All available time-stamped photos were extracted and pre-processed using python scripts. We analyzed only the images that were in jpg format, representing output from a digital camera. We excluded all files ending in gif or png format, which are typically used for cartoons and animations. We analyzed ten features related to hue, nine features related to saturation and value, two measures related to sharpness, one for contrast, as well as the number of pixels, width, height, and brightness. Additionally, we extracted the five most used colors using the python package Colorgram. In total there were 40 features extracted per image. For features related to Hue (H), Saturation (S), and value (V), and for each pixel in the image, the red, blue, and green (RGB) representation of color model⁷⁶ was transformed to HSV representation which aligns with how humans perceive color⁷⁶. Nine statistical descriptors including quantiles 5, 25, 50, 75, 95, mean, variance, skewness, and kurtosis were computed for each of these distributions (HSV). We then aggregated the feature values per participant per trimester at different starting time periods (3, 6, 9, 12, and 18 months) before the first hospitalization date for patients. For all features (except hue), we aggregated using the mean of the values. Since hue is measured in degrees (angles), we used the mean of circular quantities.

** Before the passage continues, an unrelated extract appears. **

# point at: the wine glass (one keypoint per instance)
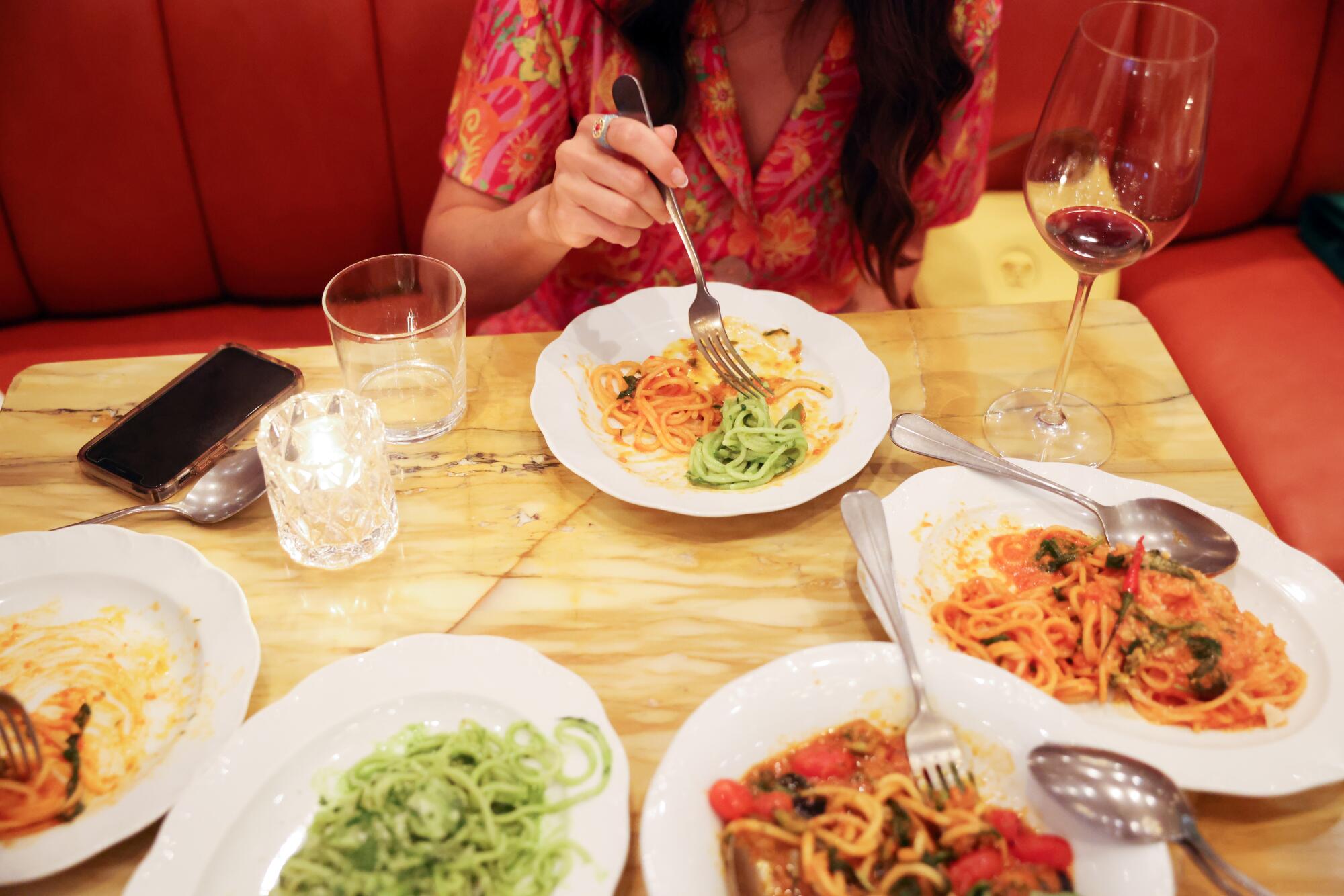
(1112, 177)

Importantly, Facebook archives include data from secondary individuals who did not directly consent to participate in research, such as messages received by fellow Facebook users, as well as photos, which may contain individuals other than those consenting to research participation. We therefore explicitly disregarded messages from individuals other than those consenting to research participation using an automated process. Additionally, given that pictures posted could include identifiable information and/or secondary individuals, we only extracted abstract features such as contrast, color, and image size. The raw data were contained in a firewalled server and were never shared outside of Northwell. The processing of high-level features was implemented locally, and only those features were used for further analysis outside of the raw data server. The high-level features were always contained in HIPPA compliant servers.

Statistical analysis

We computed the Kolmogorov–Smirnov (KS) test⁷⁷, for each pair of conditions (HV vs. MD, HV vs. SSD, and MD vs. SSD) and for each of the computed features (described above). For multiple test correction, we performed FDR correction, using the Benjamini–Hochberg procedure⁷⁸.

Classification

We applied Random Forest (RF), a general-purpose classifier. Features were standardized (mean = 0 and standard deviation = 1) before being input to the classifier. We used fivefold cross-validation, leaving participants out in the test folds, which were stratified. The performance was reported as an AUC, which measures how the true positive rate (recall) and the false-positive rate trade-off. We report AUC rates that were calculated over 50 instantiations of the fivefold partition and we provide means and standard deviations. Our first objective was to evaluate whether we could distinguish between SSD, MD, and HV based on Facebook data alone. To do so, we performed a pairwise classification using the aggregated data for 18 months in the traditional cross-validation scheme. For this prediction task, each participant was represented by a single-feature vector, which indicated their state as an average overall their data across the six trimesters, which limited bias related to the frequency of posting. Our second objective was to assess if signals identified in the first trimester (when psychiatric symptoms are typically the most prominent, resulting in hospitalization) are also present in the trimesters farther away from hospitalization. We, therefore, performed classifications where the model was trained with data from the first trimester only and tested using data from the other trimesters, maintaining out the data used in the training.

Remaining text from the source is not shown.